Playout Analysis
What is better for programming Go ?
- Minimax search or
-
Playout Analysis
A brief description of Playout Analysis:
Place the stone on the board you want to find the value for. This is now your beginning board position.
Play a series of random moves (presented from a move generator) from your beginning board position. Evaluate the board. Return to the beginning board postion and repeat the play of series a dozen times, summing the board evaluations.

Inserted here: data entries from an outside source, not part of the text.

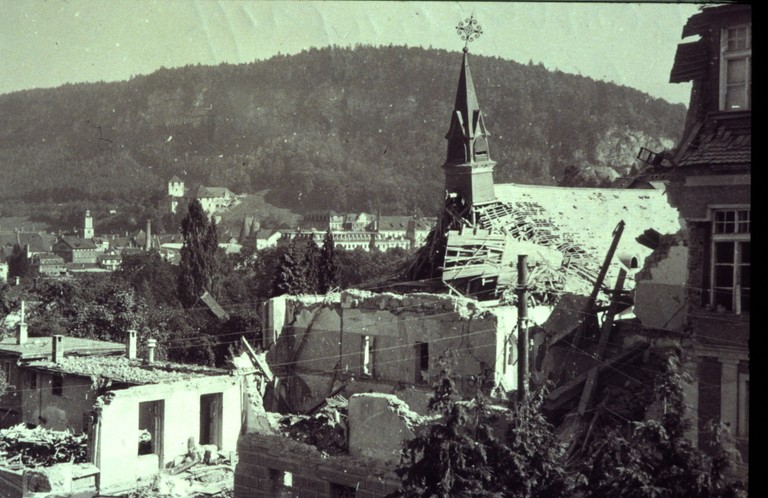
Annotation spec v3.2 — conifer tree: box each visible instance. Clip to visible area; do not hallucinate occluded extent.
[8,244,29,279]
[178,199,218,308]
[303,236,322,294]
[273,241,306,296]
[318,230,341,294]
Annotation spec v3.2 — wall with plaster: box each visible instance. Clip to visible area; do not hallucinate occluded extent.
[635,245,688,330]
[94,376,243,490]
[349,394,421,462]
[267,291,528,412]
[19,368,96,434]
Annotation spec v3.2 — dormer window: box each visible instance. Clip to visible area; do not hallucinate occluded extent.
[475,137,488,161]
[720,24,752,111]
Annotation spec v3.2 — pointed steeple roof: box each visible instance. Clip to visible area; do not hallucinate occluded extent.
[445,47,489,164]
[453,47,480,138]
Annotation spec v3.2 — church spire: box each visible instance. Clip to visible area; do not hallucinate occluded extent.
[443,17,496,204]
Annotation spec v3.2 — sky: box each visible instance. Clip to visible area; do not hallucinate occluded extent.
[0,0,699,105]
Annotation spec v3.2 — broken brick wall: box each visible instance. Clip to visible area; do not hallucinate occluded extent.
[235,434,400,498]
[268,291,516,413]
[634,240,688,331]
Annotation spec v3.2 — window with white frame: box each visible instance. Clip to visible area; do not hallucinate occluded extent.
[720,24,752,111]
[710,208,751,314]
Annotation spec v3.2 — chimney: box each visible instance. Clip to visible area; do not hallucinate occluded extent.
[147,339,157,365]
[16,301,27,344]
[51,335,64,363]
[144,219,152,251]
[125,330,136,360]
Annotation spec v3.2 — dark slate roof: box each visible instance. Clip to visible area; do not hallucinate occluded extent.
[677,119,752,167]
[200,291,229,320]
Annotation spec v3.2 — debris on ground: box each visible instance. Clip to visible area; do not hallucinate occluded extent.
[0,424,88,468]
[128,452,235,498]
[280,395,348,455]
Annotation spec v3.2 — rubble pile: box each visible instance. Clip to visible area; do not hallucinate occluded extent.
[24,356,226,385]
[280,395,348,455]
[0,424,88,467]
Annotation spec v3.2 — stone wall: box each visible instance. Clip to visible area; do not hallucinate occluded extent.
[235,434,399,498]
[266,291,517,412]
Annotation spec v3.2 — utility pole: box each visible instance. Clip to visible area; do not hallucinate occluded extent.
[515,254,528,401]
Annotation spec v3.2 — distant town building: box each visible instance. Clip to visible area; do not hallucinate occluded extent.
[30,253,67,277]
[52,235,99,264]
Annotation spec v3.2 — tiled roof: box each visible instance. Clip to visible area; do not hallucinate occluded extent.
[196,185,235,199]
[677,127,752,166]
[379,216,413,230]
[26,356,228,384]
[0,232,55,254]
[59,235,96,249]
[0,337,125,359]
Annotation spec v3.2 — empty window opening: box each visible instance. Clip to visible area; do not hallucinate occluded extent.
[51,374,64,396]
[362,335,376,375]
[3,361,11,390]
[329,482,356,498]
[269,469,293,498]
[138,401,164,461]
[416,342,429,384]
[200,393,223,448]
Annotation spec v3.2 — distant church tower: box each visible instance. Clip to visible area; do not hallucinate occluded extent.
[443,47,496,215]
[168,176,184,197]
[168,175,184,213]
[83,209,93,240]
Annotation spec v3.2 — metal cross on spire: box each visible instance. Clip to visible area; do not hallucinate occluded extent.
[456,14,483,52]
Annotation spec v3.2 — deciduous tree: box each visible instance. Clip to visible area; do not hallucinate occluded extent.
[317,230,341,294]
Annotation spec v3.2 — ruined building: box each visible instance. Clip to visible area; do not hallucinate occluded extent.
[637,4,752,461]
[235,40,681,497]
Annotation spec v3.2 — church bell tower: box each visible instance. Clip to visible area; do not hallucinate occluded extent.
[443,46,496,210]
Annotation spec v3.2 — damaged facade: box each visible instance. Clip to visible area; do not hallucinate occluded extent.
[0,323,248,496]
[235,393,427,498]
[637,4,752,463]
[264,290,549,413]
[235,40,681,497]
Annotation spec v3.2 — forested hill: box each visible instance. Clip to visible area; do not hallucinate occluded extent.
[0,47,685,215]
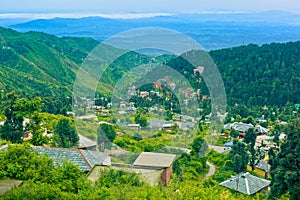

Go back to the initial board, and place a new stone, then do the play a new series from that position, and again for the next stone, and again, and again....
Kjeld Petersen The opponents responce could also be weighted, so that the better responce would be more likely to choose in the random function. This could result in slowly building a tree for the best responces. The most likely moves.
Find the stone that had the best sum. Play this move.
JG There was some discussion on Playout Analysis in the computer go mailing list starting in August 2004. See the messages about SlugGo in
http://computer-go.org/mailman/listinfo/computer-go/
Bill: I would think that there need not be a requirement for random play. If you want no search at all, you could still use heuristics, which should produce a better result than random play.
Kjeld Petersen How about extending this algorithm. First place more than 1 stone on the board (say 20 stones, 10 black and 10 white). Then "shake" each stone at a time, to see if it makes the influence of all stones better. Repeat shaking for some while, then mark the postion of the stones, and start over.
After some run it should be clear that some postions are being marked more frequently, so somewhere around those positions must be good strategically.
That could make over playout analysis better.
Woody Folsom: This sounds like simulated annealing, which was used to determine the playout policy in Brügmann's 1993 paper "Monte Carlo Go".